2017-09-05 19:01:06

by Davidlohr Bueso

[permalink] [raw]
Subject: [PATCH 0/6] swait: Introduce and use swq_has_sleepers

Hi.

Recently[1] Nick mentioned that a lot of swait_active() callers look fishy.
This is because it inherited bad habits from regular waitqueues. Other than rcu,
kvm is one of the main callers, which I audited.

The following patches fix and/or justify (in baby steps) some of the
callers. Note that s390 and mips are other offenders, but I have no
idea if it can actually occur -- ie:

CPU0 CPU1
kvm_vcpu_block kvm_mips_comparecount_func

[S] prepare_to_swait(&vcpu->wq)
[L] swait_active(&vcpu->wq)
[S] queue_timer_int(vcpu)

[L] if (!kvm_vcpu_has_pending_timer(vcpu))
schedule()


[1] swait: add missing barrier to swake_up: https://lkml.org/lkml/2017/9/1/165

Thanks!

Davidlohr Bueso (6):
sched/wait: Add swq_has_sleepers()
kvm,async_pf: Use swq_has_sleepers()
kvm,lapic: Justify use of swait_activate()
x86,kvm: Fix apf_task_wake_one() serialization
kvm: Serialize wq active checks in kvm_vcpu_wake_up()
kvm,powerpc: Serialize wq active checks in ops->vcpu_kick

arch/powerpc/kvm/book3s_hv.c | 2 +-
arch/x86/kernel/kvm.c | 2 +-
arch/x86/kvm/lapic.c | 6 +++++
include/linux/swait.h | 57 ++++++++++++++++++++++++++++++++++++++++++--
virt/kvm/async_pf.c | 6 +----
virt/kvm/kvm_main.c | 2 +-
6 files changed, 65 insertions(+), 10 deletions(-)

--
2.12.0


2017-09-05 19:01:12

by Davidlohr Bueso

[permalink] [raw]
Subject: [PATCH 1/6] sched/wait: Add swq_has_sleepers()

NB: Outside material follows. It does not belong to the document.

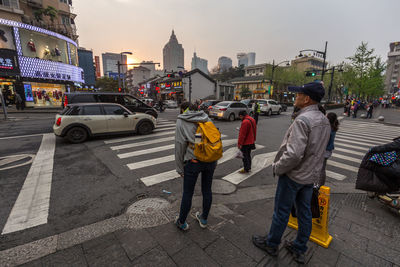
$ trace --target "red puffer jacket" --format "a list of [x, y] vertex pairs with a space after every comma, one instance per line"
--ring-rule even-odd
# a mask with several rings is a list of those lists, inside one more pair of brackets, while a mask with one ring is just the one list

Which is the equivalent of what we have in regular waitqueues.
I'm not crazy about the name, but this also helps us get both
apis closer -- which iirc comes originally from the -net folks.

We also duplicate the comments for the lockless swait_active(),
from wait.h. Future users will make use of this interface.

Signed-off-by: Davidlohr Bueso <[email protected]>
---
include/linux/swait.h | 57 +++++++++++++++++++++++++++++++++++++++++++++++++--
1 file changed, 55 insertions(+), 2 deletions(-)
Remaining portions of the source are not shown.